Hacker News new | ask | show | jobs
by mbauman 1800 days ago
> The fastest data.frame library in ALL interpreted languages is consistently data.table, which is R.

DataFrames.jl is very rapidly catching up and starting to surpass it. After hitting a stable v1.0 they've begun focusing on performance and those benchmarks have changed significantly over the past three months. Here's the live view: https://h2oai.github.io/db-benchmark/

2 comments

40% slower in groupbys and 4x slower in joins isn’t convincing.
Oh I agree. What's convincing to me is the momentum. The DataFrames.jl team only started focusing on performance three months ago after hitting v1.0[1] and were able to rapidly become competitive with groupbys; the performance of join is next[2]. Compare the live view with the state when grandparent's blog post was written/updated (March of this year).

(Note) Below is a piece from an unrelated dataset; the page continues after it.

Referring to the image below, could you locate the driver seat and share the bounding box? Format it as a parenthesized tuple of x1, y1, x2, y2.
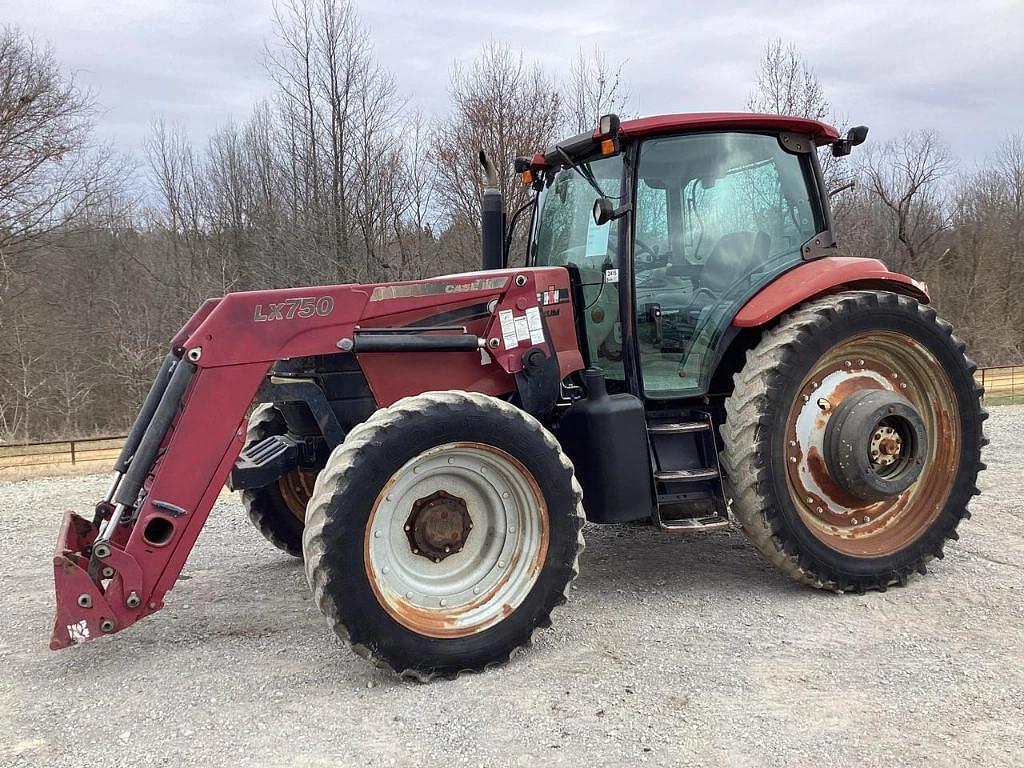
(699, 231, 771, 295)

I expect it to continue to improve; note that it's starting to be the fastest implementation on some of the groupby benchmarks.

1. https://discourse.julialang.org/t/release-announcements-for-...

2. https://discourse.julialang.org/t/the-state-of-dataframes-jl...

This seems quiet cherry picked as there are 3 different dataset sizes.

However yes, it does not beat all other packages tested in performance.

Not really cherry picked. Data.table is designed for large data sets with many groups + complex joins.
I would like to see this benchmark with much more modern hardware, especially for GPU-related tools as the 1080 Ti they used is 4 years old.